Why Rank-and-File Catholics Don’t Love Women Religious Anymore
Two distinct models of religious life for women have evolved in the U.S. Between 10 and 20 percent of the orders of women fall into the traditional category, and most of these traditional institutes have affiliated with the new Council of Major Superiors of Women Religious. The rest can be described as change-oriented, and most of these orders are affiliated with the Leadership Conference of Women Religious. Both of these models of religious life for women share some common problems, but the future for the traditional orders looks much brighter than the future of the change-oriented orders.
Many traditional institutes are attracting sufficient numbers of new candidates to sustain themselves in future years. A few are even attracting significant numbers of new members and have instituted waiting lists so that they are not overwhelmed with too many new members at one time. Also, a number of new religious institutes have been founded since 1970 with the express purpose of living religious life as it is understood by the Church. As of late 1996, approximately 80 of these new communities belonged to the Fellowship of Emerging Religious Communities (formerly the Fellowship of New Religious Communities). Although many of these new institutes are very small, and their future is tenuous, they are indicative of an ongoing interest by contemporary men and women in living religious life according to Church teachings.

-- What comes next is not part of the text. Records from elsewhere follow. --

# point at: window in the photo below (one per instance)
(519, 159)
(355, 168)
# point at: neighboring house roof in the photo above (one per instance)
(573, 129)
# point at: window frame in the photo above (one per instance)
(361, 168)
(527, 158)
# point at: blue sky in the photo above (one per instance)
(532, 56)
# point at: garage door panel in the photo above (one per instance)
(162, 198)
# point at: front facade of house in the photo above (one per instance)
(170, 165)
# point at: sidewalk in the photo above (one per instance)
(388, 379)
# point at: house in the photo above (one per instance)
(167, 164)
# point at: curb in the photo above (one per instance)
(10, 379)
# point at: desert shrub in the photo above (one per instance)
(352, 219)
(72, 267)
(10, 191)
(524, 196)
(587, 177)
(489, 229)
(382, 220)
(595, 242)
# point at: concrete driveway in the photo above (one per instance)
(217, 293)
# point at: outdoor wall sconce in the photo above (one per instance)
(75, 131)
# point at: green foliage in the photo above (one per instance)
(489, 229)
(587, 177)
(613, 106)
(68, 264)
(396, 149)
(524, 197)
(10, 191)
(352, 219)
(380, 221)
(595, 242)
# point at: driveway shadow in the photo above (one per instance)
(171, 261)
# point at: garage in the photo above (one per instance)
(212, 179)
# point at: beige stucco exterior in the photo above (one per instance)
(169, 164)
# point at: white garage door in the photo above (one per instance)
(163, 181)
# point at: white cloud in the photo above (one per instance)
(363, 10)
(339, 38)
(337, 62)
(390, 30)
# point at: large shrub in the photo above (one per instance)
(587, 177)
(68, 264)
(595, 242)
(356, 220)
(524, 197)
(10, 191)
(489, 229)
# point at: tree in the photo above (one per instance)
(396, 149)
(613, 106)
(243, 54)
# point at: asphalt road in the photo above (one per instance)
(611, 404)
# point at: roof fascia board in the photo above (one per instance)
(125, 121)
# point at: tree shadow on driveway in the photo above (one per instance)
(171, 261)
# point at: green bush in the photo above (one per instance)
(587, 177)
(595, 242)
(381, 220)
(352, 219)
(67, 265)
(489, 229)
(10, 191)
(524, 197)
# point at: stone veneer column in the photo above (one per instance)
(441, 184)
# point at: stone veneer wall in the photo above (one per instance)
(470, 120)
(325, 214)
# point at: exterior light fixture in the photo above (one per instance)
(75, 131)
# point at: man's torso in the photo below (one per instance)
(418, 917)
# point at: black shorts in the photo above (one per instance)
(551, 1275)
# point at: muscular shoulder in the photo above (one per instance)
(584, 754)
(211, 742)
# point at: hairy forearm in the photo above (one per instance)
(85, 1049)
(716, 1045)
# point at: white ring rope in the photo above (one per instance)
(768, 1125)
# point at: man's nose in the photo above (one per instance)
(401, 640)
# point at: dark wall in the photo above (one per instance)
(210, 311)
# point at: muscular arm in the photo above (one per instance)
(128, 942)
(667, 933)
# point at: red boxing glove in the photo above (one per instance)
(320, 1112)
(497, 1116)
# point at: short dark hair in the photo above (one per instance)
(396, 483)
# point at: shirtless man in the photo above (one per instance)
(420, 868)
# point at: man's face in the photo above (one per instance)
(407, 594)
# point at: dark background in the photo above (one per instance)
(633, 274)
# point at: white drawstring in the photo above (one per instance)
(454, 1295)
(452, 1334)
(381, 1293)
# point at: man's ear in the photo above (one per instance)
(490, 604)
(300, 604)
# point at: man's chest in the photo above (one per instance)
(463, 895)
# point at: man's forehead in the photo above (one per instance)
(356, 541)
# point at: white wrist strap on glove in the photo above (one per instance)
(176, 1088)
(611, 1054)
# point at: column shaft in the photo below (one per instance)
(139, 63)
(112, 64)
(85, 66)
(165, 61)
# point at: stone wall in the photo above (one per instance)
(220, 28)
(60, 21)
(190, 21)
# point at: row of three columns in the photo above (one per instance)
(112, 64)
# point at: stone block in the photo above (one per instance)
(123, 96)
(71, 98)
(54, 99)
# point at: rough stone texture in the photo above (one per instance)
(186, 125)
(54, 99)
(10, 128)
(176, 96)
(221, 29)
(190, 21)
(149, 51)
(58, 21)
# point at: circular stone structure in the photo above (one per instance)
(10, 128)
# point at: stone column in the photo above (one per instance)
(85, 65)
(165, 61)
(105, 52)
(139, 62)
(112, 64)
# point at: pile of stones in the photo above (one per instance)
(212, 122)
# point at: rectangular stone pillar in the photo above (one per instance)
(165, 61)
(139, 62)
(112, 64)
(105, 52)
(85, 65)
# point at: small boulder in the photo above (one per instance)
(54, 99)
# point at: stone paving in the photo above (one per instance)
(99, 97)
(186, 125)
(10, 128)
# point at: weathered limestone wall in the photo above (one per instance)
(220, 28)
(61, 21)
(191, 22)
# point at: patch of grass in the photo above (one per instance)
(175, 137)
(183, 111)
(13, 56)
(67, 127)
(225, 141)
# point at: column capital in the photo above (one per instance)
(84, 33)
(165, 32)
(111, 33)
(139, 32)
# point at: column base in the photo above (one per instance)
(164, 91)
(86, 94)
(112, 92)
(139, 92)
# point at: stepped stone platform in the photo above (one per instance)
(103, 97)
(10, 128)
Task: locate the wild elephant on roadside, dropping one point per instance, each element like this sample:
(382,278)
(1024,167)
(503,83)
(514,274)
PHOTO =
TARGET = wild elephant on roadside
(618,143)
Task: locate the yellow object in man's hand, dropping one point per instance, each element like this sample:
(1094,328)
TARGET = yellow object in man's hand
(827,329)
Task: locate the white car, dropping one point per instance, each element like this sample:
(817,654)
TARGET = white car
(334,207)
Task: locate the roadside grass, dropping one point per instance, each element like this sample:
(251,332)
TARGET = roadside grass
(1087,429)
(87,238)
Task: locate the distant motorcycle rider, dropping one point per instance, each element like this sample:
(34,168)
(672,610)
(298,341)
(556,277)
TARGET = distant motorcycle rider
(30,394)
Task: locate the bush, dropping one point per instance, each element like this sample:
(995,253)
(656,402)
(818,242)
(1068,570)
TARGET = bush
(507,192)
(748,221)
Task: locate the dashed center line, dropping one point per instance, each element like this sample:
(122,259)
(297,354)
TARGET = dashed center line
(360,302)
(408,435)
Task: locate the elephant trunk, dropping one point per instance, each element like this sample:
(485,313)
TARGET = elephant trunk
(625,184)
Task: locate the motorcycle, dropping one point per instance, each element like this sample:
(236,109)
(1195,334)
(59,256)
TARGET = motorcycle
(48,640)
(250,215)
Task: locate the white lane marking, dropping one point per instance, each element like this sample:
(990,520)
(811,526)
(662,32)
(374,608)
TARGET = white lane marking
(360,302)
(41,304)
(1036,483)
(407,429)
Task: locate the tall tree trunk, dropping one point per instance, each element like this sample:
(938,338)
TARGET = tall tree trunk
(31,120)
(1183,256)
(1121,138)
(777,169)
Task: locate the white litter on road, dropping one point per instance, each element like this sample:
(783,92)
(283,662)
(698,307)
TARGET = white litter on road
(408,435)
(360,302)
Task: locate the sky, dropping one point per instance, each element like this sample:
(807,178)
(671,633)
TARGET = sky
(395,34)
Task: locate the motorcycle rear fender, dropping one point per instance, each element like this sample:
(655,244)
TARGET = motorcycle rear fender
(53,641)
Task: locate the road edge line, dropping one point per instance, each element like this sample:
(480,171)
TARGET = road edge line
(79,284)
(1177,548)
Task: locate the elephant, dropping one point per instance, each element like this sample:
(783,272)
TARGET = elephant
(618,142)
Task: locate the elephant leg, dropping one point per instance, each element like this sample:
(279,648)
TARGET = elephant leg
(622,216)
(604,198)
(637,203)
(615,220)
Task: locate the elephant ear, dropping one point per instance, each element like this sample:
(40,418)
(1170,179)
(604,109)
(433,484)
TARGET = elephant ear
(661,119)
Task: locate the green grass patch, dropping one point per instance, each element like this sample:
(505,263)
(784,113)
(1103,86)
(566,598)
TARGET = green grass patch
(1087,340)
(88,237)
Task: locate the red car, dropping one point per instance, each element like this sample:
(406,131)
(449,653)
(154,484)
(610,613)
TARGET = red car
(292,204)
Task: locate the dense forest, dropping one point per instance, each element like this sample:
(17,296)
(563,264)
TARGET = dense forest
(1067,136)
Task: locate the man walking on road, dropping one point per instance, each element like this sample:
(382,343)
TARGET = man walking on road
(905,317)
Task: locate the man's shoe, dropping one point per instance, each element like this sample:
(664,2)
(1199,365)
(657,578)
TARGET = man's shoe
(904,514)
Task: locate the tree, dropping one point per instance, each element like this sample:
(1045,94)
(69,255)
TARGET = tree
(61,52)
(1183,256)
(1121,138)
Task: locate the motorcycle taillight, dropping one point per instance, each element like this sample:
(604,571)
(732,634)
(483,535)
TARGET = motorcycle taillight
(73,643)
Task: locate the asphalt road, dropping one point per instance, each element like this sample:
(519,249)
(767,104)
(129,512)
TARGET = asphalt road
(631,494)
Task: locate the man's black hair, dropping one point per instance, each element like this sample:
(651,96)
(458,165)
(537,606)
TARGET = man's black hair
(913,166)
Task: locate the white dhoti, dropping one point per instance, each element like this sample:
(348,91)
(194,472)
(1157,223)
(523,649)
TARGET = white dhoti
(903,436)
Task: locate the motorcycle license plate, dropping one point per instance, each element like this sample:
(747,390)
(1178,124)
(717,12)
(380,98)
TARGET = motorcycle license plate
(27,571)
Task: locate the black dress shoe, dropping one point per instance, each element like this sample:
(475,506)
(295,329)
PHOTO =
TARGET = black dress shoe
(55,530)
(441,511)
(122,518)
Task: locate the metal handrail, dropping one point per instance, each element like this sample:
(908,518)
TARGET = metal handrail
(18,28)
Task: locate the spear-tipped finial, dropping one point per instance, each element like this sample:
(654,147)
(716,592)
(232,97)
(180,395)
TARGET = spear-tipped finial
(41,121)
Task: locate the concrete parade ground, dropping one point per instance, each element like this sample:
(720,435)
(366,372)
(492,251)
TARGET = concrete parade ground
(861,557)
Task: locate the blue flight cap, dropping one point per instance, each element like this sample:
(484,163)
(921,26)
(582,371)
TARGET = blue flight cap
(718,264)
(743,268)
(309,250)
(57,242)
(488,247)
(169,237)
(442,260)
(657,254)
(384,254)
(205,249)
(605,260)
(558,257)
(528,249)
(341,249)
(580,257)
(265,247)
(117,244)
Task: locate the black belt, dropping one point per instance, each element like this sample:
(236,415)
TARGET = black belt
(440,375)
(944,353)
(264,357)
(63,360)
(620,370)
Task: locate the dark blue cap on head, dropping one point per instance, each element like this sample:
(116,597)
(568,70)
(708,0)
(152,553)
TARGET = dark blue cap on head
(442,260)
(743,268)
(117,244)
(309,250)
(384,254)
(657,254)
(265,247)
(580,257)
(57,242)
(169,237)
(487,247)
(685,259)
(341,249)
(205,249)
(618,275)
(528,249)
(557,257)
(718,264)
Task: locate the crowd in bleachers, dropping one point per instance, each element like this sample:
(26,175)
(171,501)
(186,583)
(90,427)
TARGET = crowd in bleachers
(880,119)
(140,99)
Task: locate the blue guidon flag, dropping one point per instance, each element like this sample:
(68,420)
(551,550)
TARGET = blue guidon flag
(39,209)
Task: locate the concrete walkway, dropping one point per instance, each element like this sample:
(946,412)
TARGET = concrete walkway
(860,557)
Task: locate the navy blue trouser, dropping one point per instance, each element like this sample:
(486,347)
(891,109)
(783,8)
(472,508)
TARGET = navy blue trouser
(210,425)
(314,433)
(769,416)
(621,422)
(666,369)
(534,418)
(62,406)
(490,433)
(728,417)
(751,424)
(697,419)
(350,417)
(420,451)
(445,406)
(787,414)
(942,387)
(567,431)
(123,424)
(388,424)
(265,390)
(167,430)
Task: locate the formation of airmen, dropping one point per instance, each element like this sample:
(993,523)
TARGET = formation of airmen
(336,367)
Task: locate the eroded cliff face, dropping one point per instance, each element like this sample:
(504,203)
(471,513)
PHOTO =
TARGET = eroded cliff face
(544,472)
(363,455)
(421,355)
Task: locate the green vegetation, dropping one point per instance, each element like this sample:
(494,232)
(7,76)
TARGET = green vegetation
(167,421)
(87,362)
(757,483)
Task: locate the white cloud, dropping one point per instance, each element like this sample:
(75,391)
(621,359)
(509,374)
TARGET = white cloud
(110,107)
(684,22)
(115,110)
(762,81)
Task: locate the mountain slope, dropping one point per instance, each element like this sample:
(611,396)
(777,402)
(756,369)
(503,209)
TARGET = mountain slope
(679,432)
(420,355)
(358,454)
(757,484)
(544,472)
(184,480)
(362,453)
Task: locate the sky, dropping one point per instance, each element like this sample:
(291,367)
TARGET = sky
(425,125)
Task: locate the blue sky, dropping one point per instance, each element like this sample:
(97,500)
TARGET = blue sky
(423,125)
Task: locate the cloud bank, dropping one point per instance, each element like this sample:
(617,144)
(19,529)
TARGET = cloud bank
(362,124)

The apparently viable institutes of women have these elements in common: specific corporate identity, common apostolate, community living, common prayer, religious garb, traditional practice of the vows, outspoken fidelity to the Pope and the Magisterium, and religious governance based on the religious superior model. In other words, they practice the elements of religious life repeatedly set forth in documents such as Vatican II’s Perfectae Caritatis, the apostolic exhortation Evangelica Testificatio, numerous instructions emanating from the Congregation for Religious, various papal discourses, and again in the 1996 apostolic exhortation on consecrated life, Vita Consecrata. As Fr. Albert DiIanni contends, young people are attracted to religious institutes that have retained their identity as religious institutes and have specific spiritual practices.
But DiIanni, a former vicar general of the Marist Fathers, has noted: “Young people are telling us that something has gone wrong with some forms of religious life. They are doing it by staying away in droves. Part of their message, I believe, is that religious groups may have taken the religious heart out of things….” In contrast to the traditional religious institutes that are attracting new vocations, most of the institutes of women Religious that carried experimentation and renewal to extremes neither intended nor authorized by the Second Vatican Council are in decline. Studies have found that these change-oriented institutes lost a greater percentage of their membership than did the traditional institutes, and they have not attracted significant numbers of new members. In many change-oriented institutes, the lifestyle of the sisters has evolved to a point where it is impossible to distinguish sisters from their lay professional counterparts. In some institutes the only connections some sisters have to their community is the umbrella of a tax exemption for their income and occasional community mailings.